Beyond the corporate structure, the underlying fundamentals justify attention. SanDisk manufactures enterprise-class solid-state drives — precisely the storage infrastructure that artificial intelligence data centers require. Legacy spinning disk technology simply cannot deliver the throughput and latency performance demanded by contemporary AI applications.
Customer appetite shows no signs of moderating. Every unit the company can manufacture is already committed to buyers through 2026, creating an environment where supply constraints rather than demand weakness define the business trajectory.
Nvidia CEO Jensen Huang amplified this narrative at CES 2026, characterizing the data storage sector as “completely unserved.” Such validation from the semiconductor industry’s most influential executive provided additional momentum to SNDK’s climb.
Financial performance validates the enthusiasm. In its latest quarterly report, SanDisk delivered revenue growth of 251% year-over-year. Perhaps more impressive: the company operates with zero debt while producing record levels of free cash flow — a departure from the historically cyclical and capital-intensive patterns typical of memory manufacturers.
Wall Street Analysts Chase Higher, But Stock Outpaces Targets
Mizuho analyst Vijay Rakesh increased his price objective to $2,200 from $1,825 on June 8, maintaining an Outperform rating. His thesis anticipates tensor processing unit shipments expanding to 35 million units by 2028, representing approximately 8x current deployment levels.
Cantor Fitzgerald delivered an even more aggressive revision, elevating its target to $2,900 from $1,800. The firm argues the industry has transitioned into a “new AI-driven memory paradigm” and believes the investment opportunity remains in its middle stages.

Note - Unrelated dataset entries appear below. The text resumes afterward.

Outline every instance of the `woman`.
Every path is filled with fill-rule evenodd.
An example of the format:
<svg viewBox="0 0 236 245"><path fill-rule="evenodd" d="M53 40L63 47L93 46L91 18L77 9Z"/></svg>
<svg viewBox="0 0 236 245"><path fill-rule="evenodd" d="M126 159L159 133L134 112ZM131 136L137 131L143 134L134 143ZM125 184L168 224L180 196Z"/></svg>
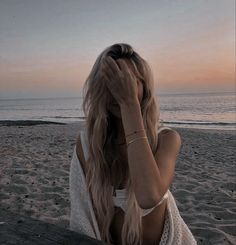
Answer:
<svg viewBox="0 0 236 245"><path fill-rule="evenodd" d="M108 244L196 244L169 191L181 147L159 122L147 62L128 44L97 58L70 168L70 229Z"/></svg>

BofA’s Wamsi Mohan also joined the upgrade cycle, advancing his target to $2,100 from $1,550 while retaining a Buy rating. His revised forecasts project FY27 revenue reaching $44 billion with earnings per share hitting $188.
Notably, despite these bullish revisions, the consensus analyst price target hovers around $1,843 — beneath current trading levels. This disconnect is atypical for a stock carrying a Strong Buy consensus rating across the analyst community.
Valuation Debate Takes Center Stage
At approximately 67x trailing earnings, SNDK trades at a substantial premium to the sector median of roughly 36x. Through this traditional lens, the valuation appears extended.
However, the forward-looking perspective paints a markedly different picture. Given that the company swung from unprofitability just twelve months ago to robust earnings, the forward P/E compresses to approximately 30x — far more digestible if analyst projections materialize.
The critical assumption embedded in current pricing is continuity. NAND markets have demonstrated significant volatility historically, and today’s valuation presumes the robust demand environment persists without meaningful disruption.
Among sell-side coverage, Cantor Fitzgerald’s $2,900 objective represents the most optimistic outlook. Mizuho’s updated $2,200 target sits modestly above current market pricing.